In 2011, Ashburn moved up to the Championship Division and “started making money”. He won two championships in cross country that included the Open A Class and Local Pro Championship.
“That seemed like a long time,” Ashburn continued, “but at the time, I thought I had finally made it. Nine years of hard, hard work, hundreds of thousands of miles from race to race, but now I’m making a living racing motorcycles.
“I was a professional motorcycle racer.”
In 2014, Jordan was selected by GNCC (Grand National Cross Country) to represent the United States in Japan. He went and won.
“That was cool,” he smiled. “I won the biggest GNCC event in the world, but looking back, I realized just how much I had put into this and it’s just hard to explain how hard it is to get to this level. I guess it’s like any other professional sport: there are only so many people at that level and you really have to be dedicated to get here.”

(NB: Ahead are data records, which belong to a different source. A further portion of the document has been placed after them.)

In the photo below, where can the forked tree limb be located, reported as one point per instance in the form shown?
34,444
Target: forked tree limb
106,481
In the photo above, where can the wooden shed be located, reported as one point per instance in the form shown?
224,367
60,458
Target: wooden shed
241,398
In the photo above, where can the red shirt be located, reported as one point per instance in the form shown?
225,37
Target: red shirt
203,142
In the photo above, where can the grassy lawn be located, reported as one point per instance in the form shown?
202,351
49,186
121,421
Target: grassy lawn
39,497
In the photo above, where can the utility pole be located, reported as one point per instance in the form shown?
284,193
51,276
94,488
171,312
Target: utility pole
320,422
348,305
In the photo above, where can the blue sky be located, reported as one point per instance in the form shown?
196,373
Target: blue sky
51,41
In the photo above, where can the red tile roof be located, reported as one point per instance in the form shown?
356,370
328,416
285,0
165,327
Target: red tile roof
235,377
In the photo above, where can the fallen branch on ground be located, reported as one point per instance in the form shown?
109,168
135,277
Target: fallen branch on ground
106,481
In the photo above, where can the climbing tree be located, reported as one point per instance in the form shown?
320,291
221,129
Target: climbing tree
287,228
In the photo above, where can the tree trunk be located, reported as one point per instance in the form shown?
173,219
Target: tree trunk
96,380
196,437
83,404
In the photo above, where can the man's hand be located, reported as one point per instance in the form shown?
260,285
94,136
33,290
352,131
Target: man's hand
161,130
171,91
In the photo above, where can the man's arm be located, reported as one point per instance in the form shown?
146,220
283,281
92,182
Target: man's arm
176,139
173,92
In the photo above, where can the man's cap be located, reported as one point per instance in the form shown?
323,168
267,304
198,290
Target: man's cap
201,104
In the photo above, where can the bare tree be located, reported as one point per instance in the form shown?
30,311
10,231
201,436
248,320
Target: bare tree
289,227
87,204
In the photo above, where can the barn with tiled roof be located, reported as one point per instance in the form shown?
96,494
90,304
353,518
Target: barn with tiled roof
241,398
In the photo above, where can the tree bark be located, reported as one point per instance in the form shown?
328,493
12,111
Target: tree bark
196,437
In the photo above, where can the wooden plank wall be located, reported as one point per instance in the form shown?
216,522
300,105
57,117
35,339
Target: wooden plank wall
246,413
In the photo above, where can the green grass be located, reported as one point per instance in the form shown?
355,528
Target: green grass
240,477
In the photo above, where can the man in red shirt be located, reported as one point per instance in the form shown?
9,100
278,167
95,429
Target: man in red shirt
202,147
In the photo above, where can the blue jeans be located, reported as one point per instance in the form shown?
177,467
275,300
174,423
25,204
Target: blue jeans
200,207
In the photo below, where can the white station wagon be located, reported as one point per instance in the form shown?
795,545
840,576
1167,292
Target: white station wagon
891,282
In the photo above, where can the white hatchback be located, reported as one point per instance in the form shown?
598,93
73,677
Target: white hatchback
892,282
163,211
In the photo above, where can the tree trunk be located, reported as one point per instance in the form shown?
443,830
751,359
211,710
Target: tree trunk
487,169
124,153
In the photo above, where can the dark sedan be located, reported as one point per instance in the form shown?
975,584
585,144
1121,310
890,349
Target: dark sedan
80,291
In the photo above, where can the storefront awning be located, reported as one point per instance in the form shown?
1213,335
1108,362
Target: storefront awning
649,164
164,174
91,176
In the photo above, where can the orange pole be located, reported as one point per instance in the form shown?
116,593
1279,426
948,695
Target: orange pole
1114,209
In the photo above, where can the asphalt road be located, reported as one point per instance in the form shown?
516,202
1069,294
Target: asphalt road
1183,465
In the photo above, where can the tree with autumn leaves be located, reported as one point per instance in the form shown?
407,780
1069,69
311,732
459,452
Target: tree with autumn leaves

Ashburn races for team Babbitt’s Monster Energy Kawasaki out of Ohio and has a teammate, Josh Strang, who is from Australia but now lives in Denver, NC. The team includes two riders, two mechanics, a truck driver, and several others. Ashburn has a new mechanic this season, Andy Gray from Livingston.
“That has really made things a lot easier,” Jordan said. “He’s right here in town and I can get with him anytime I need to. Right now, we are just like all other sports in that we don’t have anything going on because of the coronavirus. Our season usually starts in March and runs through October, and we are scheduled to race every other weekend. I can’t wait to get back. Right now, I’m riding my bicycle about 100 miles a week to stay in shape.”
Ashburn grinned when the mention of “getting hurt” came up.
“I’ve broken one of my wrists,” he explained, “and had some bruised parts, but that’s about it. I guess I just learned to crash,” he laughed. “I realize the dangers, but it’s not something I dwell on. You can’t and do this.”
So how about his wife Mary, a teacher at Allons Elementary School. Does she get nervous when Jordan’s racing?
“I’ve been with him at so many races, I guess I don’t think of the dangers either, but there are times when I get nervous,” she said. “I accept that and just pull for him as hard as I can.”
When the season does resume, it will be back to 12 miles of cross country racing all over the country and the one goal that has eluded him so far: The championship in GNCC.
“I’m going to get that if hard work and dedication will get it done,” he concluded.